First of all it took me $2$ days to think for this integral.

But still I thought of only $4$ steps.

Let me explain my thoughts.

I assumed the given integral as $I$. That is I got

$$I=\int_{x=0}^{x=10}x^{2}d\left\{x+\frac{1}{2}\right\}$$

Now I wrote this given integral in the form of

$$I=\int_{x=0}^{x=10}x^{2}dx×\frac{d}{dx}\left(\left\{x+\frac{1}{2}\right\}\right)$$

I really don't know whether this step is correct or wrong.

Now the next step is that I wrote $$\left\{x+\frac{1}{2}\right\}$$ as $$\left(x+\frac{1}{2}\right)-\lfloor{x+\frac{1}{2}\rfloor}$$

Now we can easily say that

$\frac{d}{dx}\left(\left\{x+\frac{1}{2}\right\}\right)=\frac{d}{dx}\left((x+\frac{1}{2})-\lfloor{x+\frac{1}{2}\rfloor}\right)$

Now it is very clear to me that $$\frac{d}{dx}\left(\left\{x+\frac{1}{2}\right\}\right)=1$$ because $\lfloor{x+\frac{1}{2}\rfloor}$ is a constant and its derivative with respect to $x$ will result in $0$.

Therefore finally the integral is turning out as $$\int_{x=0}^{x=10}x^{2}dx$$ which yields the answer to be $\frac{1000}{3}$

But the correct answer mentioned is $\frac{5}{6}$.

Please rectify my mistake.

Answer 1

This integral must be interpreted as a Riemann-Stieltjes integral.
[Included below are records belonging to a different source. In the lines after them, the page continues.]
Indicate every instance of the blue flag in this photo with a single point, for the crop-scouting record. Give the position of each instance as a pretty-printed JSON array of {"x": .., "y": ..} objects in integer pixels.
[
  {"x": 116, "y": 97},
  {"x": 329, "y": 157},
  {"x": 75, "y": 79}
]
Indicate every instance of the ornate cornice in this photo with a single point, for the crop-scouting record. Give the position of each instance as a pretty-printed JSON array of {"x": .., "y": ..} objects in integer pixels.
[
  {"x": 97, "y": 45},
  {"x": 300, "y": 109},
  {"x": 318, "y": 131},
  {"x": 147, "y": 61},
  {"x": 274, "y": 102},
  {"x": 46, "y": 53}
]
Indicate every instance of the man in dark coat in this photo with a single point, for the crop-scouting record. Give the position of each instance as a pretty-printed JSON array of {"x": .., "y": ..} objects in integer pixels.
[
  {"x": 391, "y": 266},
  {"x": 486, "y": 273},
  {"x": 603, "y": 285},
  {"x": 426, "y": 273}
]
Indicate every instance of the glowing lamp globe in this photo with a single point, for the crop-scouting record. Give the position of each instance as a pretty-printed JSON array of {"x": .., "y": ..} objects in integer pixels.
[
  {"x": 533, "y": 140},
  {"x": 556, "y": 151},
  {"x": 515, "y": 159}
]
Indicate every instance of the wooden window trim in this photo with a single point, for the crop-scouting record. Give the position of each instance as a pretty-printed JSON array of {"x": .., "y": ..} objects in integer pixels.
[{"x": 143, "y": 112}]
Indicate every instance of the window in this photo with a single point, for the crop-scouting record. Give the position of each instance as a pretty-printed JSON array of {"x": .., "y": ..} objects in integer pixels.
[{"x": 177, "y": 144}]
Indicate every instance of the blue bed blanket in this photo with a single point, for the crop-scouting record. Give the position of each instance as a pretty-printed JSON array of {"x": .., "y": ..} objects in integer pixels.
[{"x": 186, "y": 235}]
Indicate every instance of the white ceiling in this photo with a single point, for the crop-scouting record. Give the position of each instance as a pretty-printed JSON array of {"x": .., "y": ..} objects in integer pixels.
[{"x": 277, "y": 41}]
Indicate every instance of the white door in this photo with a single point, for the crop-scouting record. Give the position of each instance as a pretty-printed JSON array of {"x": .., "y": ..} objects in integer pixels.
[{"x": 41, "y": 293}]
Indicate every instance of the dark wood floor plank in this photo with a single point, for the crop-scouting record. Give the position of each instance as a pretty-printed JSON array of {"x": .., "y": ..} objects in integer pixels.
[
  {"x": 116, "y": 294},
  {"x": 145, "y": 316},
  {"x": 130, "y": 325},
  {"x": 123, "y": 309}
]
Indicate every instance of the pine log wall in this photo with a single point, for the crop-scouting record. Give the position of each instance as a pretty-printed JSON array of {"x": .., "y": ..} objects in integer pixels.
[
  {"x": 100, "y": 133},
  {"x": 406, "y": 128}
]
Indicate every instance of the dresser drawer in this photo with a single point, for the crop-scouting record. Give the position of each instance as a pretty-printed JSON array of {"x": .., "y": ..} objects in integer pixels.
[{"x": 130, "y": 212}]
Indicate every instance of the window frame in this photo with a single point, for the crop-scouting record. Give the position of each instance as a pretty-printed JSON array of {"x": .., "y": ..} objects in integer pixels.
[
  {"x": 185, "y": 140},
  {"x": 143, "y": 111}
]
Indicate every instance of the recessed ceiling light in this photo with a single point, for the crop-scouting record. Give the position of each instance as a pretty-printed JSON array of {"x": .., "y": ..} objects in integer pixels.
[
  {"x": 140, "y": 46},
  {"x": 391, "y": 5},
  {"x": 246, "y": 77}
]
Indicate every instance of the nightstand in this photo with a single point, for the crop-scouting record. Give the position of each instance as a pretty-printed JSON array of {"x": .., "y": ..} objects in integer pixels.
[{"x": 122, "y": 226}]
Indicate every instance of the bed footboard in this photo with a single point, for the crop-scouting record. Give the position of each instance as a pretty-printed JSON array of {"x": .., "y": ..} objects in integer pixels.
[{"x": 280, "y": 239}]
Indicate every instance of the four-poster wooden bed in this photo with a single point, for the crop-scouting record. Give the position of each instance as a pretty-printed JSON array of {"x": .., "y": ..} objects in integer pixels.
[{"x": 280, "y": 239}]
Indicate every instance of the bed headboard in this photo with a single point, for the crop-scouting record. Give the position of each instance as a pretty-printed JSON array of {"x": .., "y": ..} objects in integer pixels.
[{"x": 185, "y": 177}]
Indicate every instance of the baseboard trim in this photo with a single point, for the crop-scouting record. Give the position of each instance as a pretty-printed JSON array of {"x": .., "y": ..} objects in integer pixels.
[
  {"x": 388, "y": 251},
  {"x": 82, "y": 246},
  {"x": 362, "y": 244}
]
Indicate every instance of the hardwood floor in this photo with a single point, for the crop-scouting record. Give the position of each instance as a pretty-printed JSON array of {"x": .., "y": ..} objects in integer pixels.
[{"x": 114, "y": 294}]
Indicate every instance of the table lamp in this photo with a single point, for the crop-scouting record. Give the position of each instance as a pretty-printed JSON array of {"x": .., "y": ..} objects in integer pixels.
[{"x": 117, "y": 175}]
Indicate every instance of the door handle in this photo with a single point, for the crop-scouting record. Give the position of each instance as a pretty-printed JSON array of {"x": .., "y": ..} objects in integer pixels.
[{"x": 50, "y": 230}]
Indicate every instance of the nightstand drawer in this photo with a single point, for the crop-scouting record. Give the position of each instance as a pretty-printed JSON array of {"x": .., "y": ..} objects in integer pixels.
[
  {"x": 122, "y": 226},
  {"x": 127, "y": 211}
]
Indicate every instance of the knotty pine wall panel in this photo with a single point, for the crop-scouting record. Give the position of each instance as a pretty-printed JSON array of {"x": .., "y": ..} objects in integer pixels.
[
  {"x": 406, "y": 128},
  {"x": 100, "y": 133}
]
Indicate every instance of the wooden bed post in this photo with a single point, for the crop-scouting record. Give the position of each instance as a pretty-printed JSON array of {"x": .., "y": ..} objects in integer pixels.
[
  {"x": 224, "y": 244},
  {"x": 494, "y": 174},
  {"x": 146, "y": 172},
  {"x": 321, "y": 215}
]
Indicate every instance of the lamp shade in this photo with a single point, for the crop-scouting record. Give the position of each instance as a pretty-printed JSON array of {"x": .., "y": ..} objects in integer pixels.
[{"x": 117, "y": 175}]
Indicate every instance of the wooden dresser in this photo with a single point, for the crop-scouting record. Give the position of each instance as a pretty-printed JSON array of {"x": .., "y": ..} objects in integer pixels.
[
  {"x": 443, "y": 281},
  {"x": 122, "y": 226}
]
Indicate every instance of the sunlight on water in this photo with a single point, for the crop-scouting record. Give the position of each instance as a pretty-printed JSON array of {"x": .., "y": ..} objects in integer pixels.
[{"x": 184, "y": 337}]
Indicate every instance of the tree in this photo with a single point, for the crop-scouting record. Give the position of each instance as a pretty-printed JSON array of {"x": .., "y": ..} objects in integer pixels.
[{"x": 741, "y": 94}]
Toward that end, note that $\{x+\frac12\}$ is a function which is differentiable with derivative $1$ whenever $x +\frac12 \not\in \mathbb{Z}$, and at the points where $x+\frac12\in\mathbb{Z}$, it has a jump of $-1$.

Together, this means $$\begin{align*} \int_0^{10} x^2\,\mathrm{d}\{x+\frac12\} &= \int_0^{10} x^2 \,\mathrm{d}x - \sum_{0 < x < 10 \\ x+\frac12 \in \mathbb{Z}}x^2 \\ &= \frac{1000}{3} - \sum_{n=0}^9(n+\frac12)^2 \\ &= \frac56 \end{align*}$$

Answer 2

Probably a little advance and even too slow for a Integration bee constest, but here is another solution based on integration by parts.

The functions $G(t)=\{t+\frac12\}$ and $F(t)=t^2$ are right-continuous and of local bounded variation. Integration by parts gives \begin{align} \int_{(a,b]}F(t)\,dG(t)&=F(b)G(b)- F(a)G(a)-\int_{(a,b]}G(t-)\,dF(t)\\ &=F(b)G(b)- F(a)G(a)-\int_{(a,b]}G(t)\,dF(t)\\ &=b^2\{b+\tfrac12\}-a^2\{a+\tfrac12\}-\int^b_a \{t+\tfrac12\} 2t\,dt \end{align} For $a=0$ and $b=10$ this is \begin{align} \int_{(0,10]}t^2\,d\{t+\tfrac12\}=50-2\int_{(0,10]}\{t+\tfrac12\}t\,dt \end{align}

The integral on the right-hand-side is \begin{align} \int_{(0,10]}\{t+\tfrac12\}t\,dt&=\int_{(\frac12,\frac{21}{2}]}\{t\}(t-\tfrac12)\,dt\\ &=\int^1_{1/2}t(t-\tfrac12)\,dt+\int^{\frac{21}{2}}_{10} (t-10)(t-\tfrac12)\,dt +\sum^9_{n=1}\int^{n+1}_n(t-n)(t-\tfrac12)\,dt\\ &=\frac43+\int^{10}_1\Big(t^2-\tfrac{t}{2}\Big)\,dt-\sum^9_{n=1}n^2=\frac{295}{12} \end{align}

Thus,

\begin{align} \int_{(0,10]}\{t+\tfrac12\}t\,dt=50-2\frac{295}{12}=\frac56 \end{align}

Answer 3

$$\int_0^{10}x^2d\{x+\frac12\}=\int_0^{10}x^2\frac{d\{x+\frac12\}}{dx}dx$$Where the derivative,

$$\frac{d\{x+\frac12\}}{dx}=\begin{cases}1, \text{if } x\neq n-\frac12\\-\infty , \text{if } x=n-\frac12\end{cases} $$Thus , $$I=\int_0^{10}x^2dx+\sum_{n=1}^{10}\int_0^{10}x^2\left(-\delta\left(n-\frac12\right)\right)dx=\int_0^{10}x^2dx-\sum_{n=1}^{10}\left(n-\frac12\right)^2=\frac56.$$Where , $\delta(\cdot)$ is the delta Dirac function.